Other contrasts reflect the different political environment in Hong Kong. The SAR isn’t subject to the Internet restrictions in place on the mainland, so I can access Twitter, Facebook, and the New York Times the instant I open my laptop, without first connecting to a VPN, and the connection speed is much faster. On the grounds of the Chinese University of Hong Kong, where I’m staying, there’s a statue honoring the Goddess of Democracy that Tiananmen Square protestors built in the spring of 1989. As my friend and I strolled around a bustling market this morning, two Jehovah’s Witnesses approached us and tried to interest us in copies of The Watchtower, which doesn’t happen in Shanghai. All of these things, small as they are, contribute to my persistent feeling that things are just slightly off; that I’m in a familiar environment, but don’t quite recognize it.
In part, this unbalanced feeling reflects Hong Kong’s resistance to integration with the mainland, the topic of a recent ChinaFile article by scholar Sebastian Veg. This is a place that, in the face of official policies and pressure from the central government, has maintained a unique identity and fiercely defended the rights (to freedom of expression, freedom of religion, and so forth) that it enjoyed as a British colony. Hong Kong will not be easily assimilated into the PRC, and this realization is vexing the leadership in Beijing.

But from another perspective, my recurring confusion stems from the fact that Hong Kong and parts of the mainland are now more alike than they are different. Hong Kong looks like Shanghai—or vice versa—and so I expect the money, traffic, language, and Internet frustrations to be the same as those I encounter at home. And when they aren’t, it throws me for a loop.
Earlier this year, Jeff Wasserstrom wrote in an LA Review of Books essay about how in 1987, he and his wife spent a few weeks in Hong Kong and were overwhelmed by how different it was from Shanghai, where they were living. For the first time in months, they could choose from several brands when buying toothpaste and debate what type of cuisine they should have for dinner. “Going from Shanghai to Hong Kong in the mid-1980s,” he says, “was probably comparable, in many ways, to going from East Berlin to West Berlin before the Wall fell.”
That’s not the case anymore; Shanghai now has a selection of consumer products and restaurants to rival Hong Kong’s, and the Pudong waterfront can go skyscraper-for-skyscraper in a head-to-head match with Central. Hong Kong is still a place to seek respite from the stresses of mainland life, but it no longer flattens the visitor with culture shock. What I’m feeling is more like a mild episode of culture vertigo—and I hear the best treatment for that is a healthy dose of dim sum and a tall glass of milk tea.

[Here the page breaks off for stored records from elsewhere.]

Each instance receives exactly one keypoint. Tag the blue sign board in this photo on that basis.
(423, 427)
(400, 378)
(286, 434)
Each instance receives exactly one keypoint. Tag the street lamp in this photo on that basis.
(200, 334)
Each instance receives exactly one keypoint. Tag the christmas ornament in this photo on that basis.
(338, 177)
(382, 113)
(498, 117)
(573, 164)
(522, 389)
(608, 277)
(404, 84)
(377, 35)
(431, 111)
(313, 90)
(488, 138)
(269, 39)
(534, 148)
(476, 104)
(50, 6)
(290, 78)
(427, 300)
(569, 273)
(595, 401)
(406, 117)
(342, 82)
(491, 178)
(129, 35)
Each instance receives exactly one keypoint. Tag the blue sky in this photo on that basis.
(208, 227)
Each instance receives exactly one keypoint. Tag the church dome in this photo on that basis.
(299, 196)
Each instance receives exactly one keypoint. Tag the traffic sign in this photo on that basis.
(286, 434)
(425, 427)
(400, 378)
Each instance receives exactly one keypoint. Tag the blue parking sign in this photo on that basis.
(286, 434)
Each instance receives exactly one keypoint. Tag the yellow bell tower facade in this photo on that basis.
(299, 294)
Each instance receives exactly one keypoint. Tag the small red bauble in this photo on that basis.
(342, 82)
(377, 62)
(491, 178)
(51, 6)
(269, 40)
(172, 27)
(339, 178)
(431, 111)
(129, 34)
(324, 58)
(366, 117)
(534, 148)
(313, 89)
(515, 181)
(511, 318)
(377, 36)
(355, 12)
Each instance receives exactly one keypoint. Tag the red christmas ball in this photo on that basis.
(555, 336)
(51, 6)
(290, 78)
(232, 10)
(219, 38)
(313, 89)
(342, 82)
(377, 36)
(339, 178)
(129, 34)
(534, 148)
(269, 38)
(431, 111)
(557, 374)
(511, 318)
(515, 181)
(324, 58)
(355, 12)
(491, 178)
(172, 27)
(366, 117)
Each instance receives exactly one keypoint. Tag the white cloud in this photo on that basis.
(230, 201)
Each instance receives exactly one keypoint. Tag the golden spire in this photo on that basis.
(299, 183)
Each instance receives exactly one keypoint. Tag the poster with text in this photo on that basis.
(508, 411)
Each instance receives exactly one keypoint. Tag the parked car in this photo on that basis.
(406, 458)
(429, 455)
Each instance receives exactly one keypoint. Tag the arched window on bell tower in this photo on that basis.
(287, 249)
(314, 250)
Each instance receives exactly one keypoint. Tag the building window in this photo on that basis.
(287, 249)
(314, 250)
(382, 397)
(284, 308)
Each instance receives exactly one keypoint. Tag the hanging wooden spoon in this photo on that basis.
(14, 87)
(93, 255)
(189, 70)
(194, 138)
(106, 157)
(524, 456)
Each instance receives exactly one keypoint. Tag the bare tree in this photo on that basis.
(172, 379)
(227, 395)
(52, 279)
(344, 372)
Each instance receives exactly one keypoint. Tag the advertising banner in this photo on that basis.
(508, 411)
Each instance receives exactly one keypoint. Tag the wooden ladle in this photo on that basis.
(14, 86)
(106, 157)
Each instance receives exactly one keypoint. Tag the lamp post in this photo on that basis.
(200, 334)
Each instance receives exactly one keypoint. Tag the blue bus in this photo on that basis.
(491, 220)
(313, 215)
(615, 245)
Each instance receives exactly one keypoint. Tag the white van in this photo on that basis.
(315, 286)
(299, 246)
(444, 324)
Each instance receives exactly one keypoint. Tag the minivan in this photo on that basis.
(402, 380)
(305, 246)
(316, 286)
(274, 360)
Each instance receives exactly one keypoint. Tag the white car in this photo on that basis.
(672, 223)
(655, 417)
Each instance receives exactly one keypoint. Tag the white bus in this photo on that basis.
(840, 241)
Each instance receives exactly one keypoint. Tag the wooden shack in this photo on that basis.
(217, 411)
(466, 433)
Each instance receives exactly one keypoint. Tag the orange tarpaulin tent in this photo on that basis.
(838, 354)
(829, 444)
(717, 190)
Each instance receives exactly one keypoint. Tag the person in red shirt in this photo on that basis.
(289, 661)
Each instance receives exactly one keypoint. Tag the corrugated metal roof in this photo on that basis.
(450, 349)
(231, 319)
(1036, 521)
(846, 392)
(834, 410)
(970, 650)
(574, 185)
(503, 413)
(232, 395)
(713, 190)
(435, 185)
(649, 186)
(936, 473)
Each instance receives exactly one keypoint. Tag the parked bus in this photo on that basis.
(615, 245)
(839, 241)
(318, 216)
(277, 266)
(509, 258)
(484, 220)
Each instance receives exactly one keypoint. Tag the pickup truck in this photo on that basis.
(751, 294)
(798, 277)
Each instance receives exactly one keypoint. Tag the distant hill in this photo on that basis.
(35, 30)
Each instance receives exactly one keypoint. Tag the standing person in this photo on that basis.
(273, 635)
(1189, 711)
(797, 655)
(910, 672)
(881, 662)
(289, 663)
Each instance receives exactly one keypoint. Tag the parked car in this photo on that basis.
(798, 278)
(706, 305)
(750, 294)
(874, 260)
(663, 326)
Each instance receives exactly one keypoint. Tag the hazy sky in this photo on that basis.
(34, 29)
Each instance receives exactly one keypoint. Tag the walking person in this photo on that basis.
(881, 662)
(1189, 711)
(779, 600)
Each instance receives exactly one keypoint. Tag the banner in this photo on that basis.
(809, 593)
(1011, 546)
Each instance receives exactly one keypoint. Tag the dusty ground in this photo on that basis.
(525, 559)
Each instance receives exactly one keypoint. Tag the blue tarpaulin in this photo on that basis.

I’m just not sure how to order it.
Interesting that Hong Kong and the mainland are getting more similar. I first saw Hong Kong in 2002 and I said “Wow, how Chinese!”. Then after living in a small city in Guangdong for 6 months, I went back to Hong Kong and said “Wow, how Western!”. At that point in time it seemed truly in the middle of the two cultures (at least to me).
Anyway, I ended up with 20 odd trips (and visa runs) to Hong Kong up to 2007 and I love it there.